La Madonna Nera e il culto della dea



Settefrati (FR)



Chiesa di S. Maria di Canneto



La chiesa di Santa Maria del Canneto si trova immersa nelle montagne e nel verde del Parco Nazionale d'Abruzzo, Lazio e Molise, ad un centinaio di metri dalle sorgenti del fiume Melfa ed a circa 9 km dal centro abitato di Settefrati (FR). Il toponimo di Canneto deriva certamente da una caratteristica ambientale, la presenza di una folta piantagione di canne, oggi del tutto scomparse. L'attestazione più antica della chiesa risale al XIII sec., più precisamente si trova citata in un rescritto di papa Niccolò IV che la cita come monastero benedettino. I frati risiedevano nel monastero soltanto nella stagione estiva, preferendo in quella invernale stare a Settefrati. La chiesa fu poi abbandonata del tutto a partire dal 1392, divenendo luogo di eremitaggio nei secoli successivi. A dare nuovo lustro al Santuario fu una bolla emanata nel 1475 dai cardinali Bartolomeo Roverella e Giuliano della Rovere (il futuro papa Giulio II), chiamata Deum Placere, con la quale veniva concessa un'indulgenza di 100 giorni a tutti coloro che si fossero recati in pellegrinaggio a Canneto in determinati giorni festivi, tra cui la cosiddetta "ottava dell'Assunta" che culminava il 20-22 Agosto. Ancora oggi il pellegrinaggio dei fedeli verso il santuario tocca il suo culmine al 22 Agosto, quando gruppi di fedeli dai paesi vicini, organizzati in gruppi detti "Compagnie", al seguito del loro stendardo, si recano in processione partendo dalla base del paese. La chiesa attuale conserva pochissimo delle sue origini: la facciata risale al secolo scorso, mentre l'interno, freddo ed ultramoderno, è stato costruito negli anni '70 e concluso con gli ultimi lavori di sistemazione del piazzale nel 1984.



Il culto della dea Mefite


Nel 1958, a seguito di lavori effettuati per l'imbrigliamento delle acque del fiume Melfa, furono ritrovati i resti di un antico tempio pagano dedicato al culto di una divinità femminile, risalenti al IV-III sec. a.C.. Gli studiosi locali identificarono questa dea con Mefite, una divinità pagana legata al culto delle acque, della fertilità dei campi e della fecondità femminile. Una conferma a tale ipotesi potrebbe essere il frammento di colonnina, rinvenuta già molto tempo prima a Canneto, recante un'iscrizione dedicata alla dea, probabile basamento per una statuetta.
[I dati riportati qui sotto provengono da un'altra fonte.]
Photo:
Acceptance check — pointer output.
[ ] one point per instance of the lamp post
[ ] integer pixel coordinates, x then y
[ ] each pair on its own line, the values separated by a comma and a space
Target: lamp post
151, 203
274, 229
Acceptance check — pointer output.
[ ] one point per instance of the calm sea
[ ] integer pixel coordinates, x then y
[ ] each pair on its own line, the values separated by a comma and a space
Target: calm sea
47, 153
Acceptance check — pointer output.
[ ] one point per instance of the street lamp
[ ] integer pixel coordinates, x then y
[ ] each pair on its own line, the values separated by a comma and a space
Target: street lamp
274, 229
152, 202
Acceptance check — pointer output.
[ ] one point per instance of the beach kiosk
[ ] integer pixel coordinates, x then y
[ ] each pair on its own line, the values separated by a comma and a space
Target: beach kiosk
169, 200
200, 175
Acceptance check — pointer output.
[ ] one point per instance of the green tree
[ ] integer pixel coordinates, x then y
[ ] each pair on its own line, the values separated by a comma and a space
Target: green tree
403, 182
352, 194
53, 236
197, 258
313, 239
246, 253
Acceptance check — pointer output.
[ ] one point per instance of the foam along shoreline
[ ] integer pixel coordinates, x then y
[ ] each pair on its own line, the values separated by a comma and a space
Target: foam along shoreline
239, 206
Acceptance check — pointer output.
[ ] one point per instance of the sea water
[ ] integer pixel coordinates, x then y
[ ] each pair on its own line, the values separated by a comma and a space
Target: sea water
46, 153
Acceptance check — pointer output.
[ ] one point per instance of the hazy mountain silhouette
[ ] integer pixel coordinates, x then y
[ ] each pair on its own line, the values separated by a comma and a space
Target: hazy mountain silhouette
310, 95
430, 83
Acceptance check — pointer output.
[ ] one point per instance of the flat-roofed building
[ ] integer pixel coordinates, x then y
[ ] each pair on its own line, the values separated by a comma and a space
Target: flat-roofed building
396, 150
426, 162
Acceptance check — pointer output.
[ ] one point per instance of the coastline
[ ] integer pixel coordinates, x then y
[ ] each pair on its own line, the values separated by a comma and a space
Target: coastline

La colonna si trova oggi esposta nella cripta del Santuario.



La Madonna Nera



La Madonna Nera di Settefrati


L'elemento più caratteristico del Santuario è la statua della Madonna Nera che si venera al suo interno. Le origini della tradizione legata a questa statua sono più o meno le stesse dei tanti altri luoghi in cui si venerano Madonne di questo tipo, e presentano elementi simbolici di grande interesse. La leggenda, in questo caso particolare, è attestata nel dettaglio da uno scritto di padre Beda, un monaco benedettino inglese che aveva visitato il santuario nel 1894. Si tramanda che ad una giovane ed umile pastorella di nome Silvana, intenta a condurre al pascolo il proprio gregge, apparve la figura splendente della Madonna che la incitava a correre in paese per sollecitare l'arciprete di Settefrati affinché in quel luogo fosse edificata una chiesa a lei dedicata. La bambina si mostrò preoccupata per le pecore, che stava conducendo a bere, ma la Madonna la rassicurò dicendole che all'acqua avrebbe pensato lei, e detto ciò, toccando una roccia ne fece sgorgare una sorgente. La fanciulla fece come le aveva ordinato la Signora e ben presto le prime persone giunsero al luogo dell'apparizione. Trovarono la sorgente ma al posto della Signora fu rinvenuta la statua di legno scuro, dinanzi alla quale si misero a pregare. Tempo dopo alcuni cittadini si caricarono la statua in spalla per portarla giù in paese, ma mano a mano che procedevano, la statua divenne sempre più pesante fino a risultare inamovibile; i portatori furono costretti a posarla in terra, poggiandola su una roccia, che miracolosamente si deformò nel punto ove poggiava il capo della statua, in seguito al peso, assumendone la forma. Ancora oggi nel punto denominato "Capo della Madonna", ad alcune centinaia di metri dal Santuario, si nota la pietra con la strana concavità. Il segno fu interpretato come la ferma volontà della Madonna a non voler abbandonare il posto che si era prescelto, e da allora la statua non ha mai lasciato il Santuario, salvo in tempi recenti; nel 1948, ad esempio, dopo le devastazioni dovute alla Guerra, la statua fu portata in pellegrinaggio per confortare le popolazioni colpite. Per il resto, ancora oggi durante le processioni devozionali viene portata in processione una copia della statua ma non quella originale che risiede all'interno del Santuario.



Particolare del volto della Madonna Nera


La sacra effigie, realizzata in legno di tiglio ed ammantata di una preziosa veste bianca ricamata in oro, reca una corona dello stesso prezioso metallo anch'essa realizzata in tempi recenti. Secondo gli studiosi essa risale al XIII-XIV sec. ed in origine doveva avere una postura diversa, seduta in trono con il Bambino al centro, mentre oggi si vede in piedi con il Bambino sulla sinistra. La tradizione tramandata dal monaco Beda presenta senza dubbio molti elementi simbolici, a cominciare dal nome stesso della pastorella, Silvana, che significa "abitatrice dei boschi", e richiama molti elementi di culti pagani come quelli dedicati alla Grande Madre. Curiosamente, nella cripta è presente una statua che raffigura S. Anna con la piccola Maria: anche queste statue, di recente fattura, presentano volti e mani scure.